The Benefits of Cloud Computing For Public Safety – Part 3


Cloud Benefits for Public Safety

Cloud Benefits for Public Safety Ironically, cloud adoption by public safety has lagged many industries for which the benefit are not nearly as great. The nature of public safety applications is such that the advantages of shared systems are greater in both cost and utility.

Interagency Integration and Intersystem Interfaces

Public safety applications are increasingly interconnected to inter-agency, regional, state, and national systems and databases. Each premise-based system must be individually connected to each external system. Every pointto- point connection takes network engineering, interfacing, monitoring, maintenance, support, and may require time-consuming certications and audits. Shared systems come with shared external connections, live and pre-certified.

Figure 3 shows a nearly 60% reduction in the number of interfaces required for 5 agencies to share information and to acquire data from 2 external sources. For 20 agencies, the improvement approaches 90%.

Figure 3 – Greater Connectivity with Fewer Connections

As new data sources and applications become available, the cloud model makes it possible to amortize the investment required (to make third-party plug-in services available to users) over the entire user population. With lower integration costs come greater incentives for the creation of new, innovative technologies. As the cost-benefit of supporting third party services is enhanced by lower up-front costs, support for the add-on marketplace becomes a competitive advantage.

The cloud eliminates field service, enables vendors to do the work once for the immediate benefit of all customers, and the subscription model gives them a powerful incentive do so. In theory, Service Oriented Architectures make plug-compatible open interfaces possible in premise-based client/server environments, but in practice, the need to support multiple installed versions of each such interface with a field service workforce makes most cross-vendor integrations financially unattractive, so they are only done when necessary to acquire new business. The investment must be repeated for each new version of each interface for each customer, and when customers aren’t up on the newest version of primary product, they can’t take advantage of the newest plug-ins.

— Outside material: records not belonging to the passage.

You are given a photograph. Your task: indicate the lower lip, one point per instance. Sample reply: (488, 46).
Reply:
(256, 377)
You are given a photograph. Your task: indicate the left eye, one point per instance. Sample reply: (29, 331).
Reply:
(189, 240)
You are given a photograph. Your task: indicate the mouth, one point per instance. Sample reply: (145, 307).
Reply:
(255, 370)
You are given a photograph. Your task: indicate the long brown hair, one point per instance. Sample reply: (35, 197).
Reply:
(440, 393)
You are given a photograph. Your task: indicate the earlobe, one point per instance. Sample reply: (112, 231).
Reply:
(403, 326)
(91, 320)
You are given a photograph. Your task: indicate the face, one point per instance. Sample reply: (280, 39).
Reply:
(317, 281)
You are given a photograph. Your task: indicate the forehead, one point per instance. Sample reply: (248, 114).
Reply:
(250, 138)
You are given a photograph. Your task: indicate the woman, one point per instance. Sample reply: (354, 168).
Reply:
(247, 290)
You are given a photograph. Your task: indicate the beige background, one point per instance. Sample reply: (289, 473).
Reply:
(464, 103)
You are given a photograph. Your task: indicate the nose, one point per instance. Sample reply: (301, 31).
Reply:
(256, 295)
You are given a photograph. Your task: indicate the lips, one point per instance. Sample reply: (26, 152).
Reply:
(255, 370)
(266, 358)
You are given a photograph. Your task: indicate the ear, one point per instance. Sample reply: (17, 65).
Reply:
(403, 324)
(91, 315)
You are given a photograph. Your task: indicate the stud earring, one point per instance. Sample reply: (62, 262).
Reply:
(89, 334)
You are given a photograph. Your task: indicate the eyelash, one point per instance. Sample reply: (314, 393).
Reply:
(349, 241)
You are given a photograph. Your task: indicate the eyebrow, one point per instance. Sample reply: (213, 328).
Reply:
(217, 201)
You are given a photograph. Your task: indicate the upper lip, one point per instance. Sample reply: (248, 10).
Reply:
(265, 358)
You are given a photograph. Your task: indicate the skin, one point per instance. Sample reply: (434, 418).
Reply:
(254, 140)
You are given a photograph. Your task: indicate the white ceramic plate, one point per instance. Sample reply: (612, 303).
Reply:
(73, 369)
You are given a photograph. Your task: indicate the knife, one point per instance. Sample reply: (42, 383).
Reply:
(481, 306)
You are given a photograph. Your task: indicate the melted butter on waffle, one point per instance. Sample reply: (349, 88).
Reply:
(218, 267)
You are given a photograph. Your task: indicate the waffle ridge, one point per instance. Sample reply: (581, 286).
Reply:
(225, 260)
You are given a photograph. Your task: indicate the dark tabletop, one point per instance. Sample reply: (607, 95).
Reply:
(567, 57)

Connectivity to the Public

In the same sense that state or national CJIS databases are resources, so are citizens who adopt public-facing collaborative apps, and the complexity and cost of connecting agencies and responders to such applications is orders of magnitude less when agencies use shared multi-tenant online systems.

Posted in Cloud, Public Safety
2 comments on “The Benefits of Cloud Computing For Public Safety – Part 3
  1. MarkF says:

    Here is a case study from InterAct. The cloud is a hybrid but has all the characteristics discussed here. As regulatory issues are sorted out, hosting for this type of collaborative system will move to secure cloud providers. InterAct hosts it exchange services at NLETS.

  2. Maria Callander says:

    Does anyone have an example where this scenario is actually in place? by that I mean multiple agencies connected to “the cloud” to access regional, state and federal systems?